You'd think a 29-year-old tutor accused of helping three Corona del Mar High School students cheat last year was facing the crime of the century, given the lengths Irvine's Timothy Lance Lai went to to avoid prosecution.
Then again, it has now been revealed the cheating scandal may have extended beyond CdM to Santa Ana and other points beyond.
"There's probably hundreds of kids affected by this individual," says one school official.
It was originally believed about 150 students were involved in the CdM cheating scandal but only 11 were ultimately expelled–leading to the parents of some of those youths to accuse the Newport-Mesa Unified School District of singling out their kids.
The district's "farce" expulsions also caused one administrator to quit.
The number of students has been further winnowed down to three, based on the charges Lai now faces: one felony count of second degree commercial burglary and four felony counts of computer access and fraud.
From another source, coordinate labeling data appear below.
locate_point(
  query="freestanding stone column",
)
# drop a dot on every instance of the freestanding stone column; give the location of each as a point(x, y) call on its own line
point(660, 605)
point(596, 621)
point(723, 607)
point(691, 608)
Conviction could put him behind bars for up to five years and eight months. Prosecutors are seeking $200,000 bail at his pending arraignment, according to the Orange County District Attorney's office (OCDA).
Lai was a private tutor last year when he allegedly broke into CdM High School and inserted a USB device into a teacher's computer that was able to record the teacher's keystrokes. From April 1-June 14, 2013, Lai accessed the school's network using the information from the recorded keystrokes and changed the grades of three students from two different teachers, the OCDA claims.
One of the teachers discovered the changed grades and contacted school administrators, who in turn notified the Newport Beach Police Department. Their investigation uncovered another USB device on a third teacher's computer, according to OCDA.
While the probe was going on, Lai allegedly fled the country. He was arrested upon arrival at the Los Angeles International Airport Monday. Since he is only now in custody, police may be able to fill in more blanks in their ongoing investigation, including exactly how many students Lai allegedly helped cheat.
"This is the first time we've had contact with him," Jennifer Manzella, the Newport Beach Police spokeswoman, told City News Service. "We are going to interview him if he elects to speak with us."
Lai may disclose the cheating extended beyond Newport Beach, to hear Newport-Mesa district board member Katrina Foley tell it. He tutored students at many other area schools, Foley told the news service.
"We don't know the number (of students affected) because he was tutoring at Mater Dei" and elsewhere, said Foley, in reference to the private Catholic high school in Santa Ana.
"There's probably hundreds of kids affected by this individual."